# is supported on this motherboard? (Gigabyte GA-J1800N-D2H)



## timvai17 (Jul 28, 2014)

http://www.gigabyte.com/products/produc ... id=4881#ov

I was thinking to build a quiet machine and I thought to install PC-BSD 10 joules,
I would like to know that this is working on the system board LAN, chipset, audio, and support the processor.


----------



## bsdkeith (Jul 28, 2014)

*Re: is supported on this motherboard? (Gigabyte GA-J1800N-D2*

To the best of my knowledge,

Celeron - supported
USB3 - not supported yet
UEFI Bios - not supported yet
LAN - I think should be OK
Audio - I think should be OK


----------



## wblock@ (Jul 28, 2014)

*Re: is supported on this motherboard? (Gigabyte GA-J1800N-D2*

Untested by me, but the processor and basic functions should be fine: http://blog.stfu.se/freebsd-and-intel-bay-trail/.  The ASRock board in that post is about the same price as the Gigabyte, although the processor claims to be nearly twice as fast.  It also has a DVI connector and four SATA ports.  And an X1 PCIe slot.  That could make a nice small NAS.

Hm, one of the ASRock reviews on Newegg says: "I bought the GA-J1800N-D2H (N82E16813128688) when it first came out and that board is not very user friendly. This board is what that board should have been."
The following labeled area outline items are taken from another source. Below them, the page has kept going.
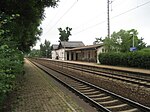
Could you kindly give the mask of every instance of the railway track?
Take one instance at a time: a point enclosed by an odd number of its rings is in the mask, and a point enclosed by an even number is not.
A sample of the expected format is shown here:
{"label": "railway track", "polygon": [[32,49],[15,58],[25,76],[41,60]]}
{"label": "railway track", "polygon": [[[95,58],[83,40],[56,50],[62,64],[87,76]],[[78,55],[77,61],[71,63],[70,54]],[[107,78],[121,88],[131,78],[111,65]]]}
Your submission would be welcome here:
{"label": "railway track", "polygon": [[150,79],[139,78],[139,77],[130,76],[130,75],[122,75],[118,73],[108,73],[106,71],[102,71],[99,69],[91,69],[86,66],[80,66],[80,65],[76,65],[76,66],[67,65],[64,67],[72,69],[72,70],[83,71],[83,72],[87,72],[87,73],[91,73],[95,75],[100,75],[100,76],[104,76],[104,77],[108,77],[108,78],[112,78],[116,80],[125,81],[127,83],[138,84],[140,86],[150,88]]}
{"label": "railway track", "polygon": [[[141,105],[137,102],[114,94],[108,90],[97,87],[91,83],[85,82],[81,79],[67,75],[63,69],[57,69],[55,66],[40,65],[35,63],[38,67],[45,72],[51,74],[49,69],[53,69],[59,74],[51,76],[67,86],[69,89],[80,95],[90,104],[95,106],[99,111],[104,112],[149,112],[150,108]],[[47,67],[46,67],[47,66]],[[49,68],[50,67],[50,68]]]}
{"label": "railway track", "polygon": [[57,62],[57,61],[54,61],[53,63],[50,64],[53,64],[58,67],[66,68],[66,69],[82,71],[94,75],[100,75],[103,77],[120,80],[127,83],[137,84],[139,86],[150,88],[150,76],[148,76],[147,74],[145,75],[145,74],[137,74],[137,73],[130,73],[130,72],[118,72],[117,70],[116,72],[115,70],[114,71],[106,70],[106,69],[103,70],[97,67],[90,67],[88,65]]}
The big question is whether the current FreeBSD Xorg port will drive the video on these processors.  Intel calls it just "HD Graphics", which seems not very useful.  The reviews of this J1900 board say "Does not have a video driver for the Intel graphics chip on the motherboard. It runs in VESA mode."  That looks like they are using the latest Xorg.


----------



## wblock@ (Jul 28, 2014)

*Re: is supported on this motherboard? (Gigabyte GA-J1800N-D2*

The USB3 should work, unless there is something unusual with that chipset.  UEFI needs to be set to boot in "legacy mode", but otherwise should not be a problem.  Ethernet on these low-priced boards is almost always Realtek, which are not great but work.


----------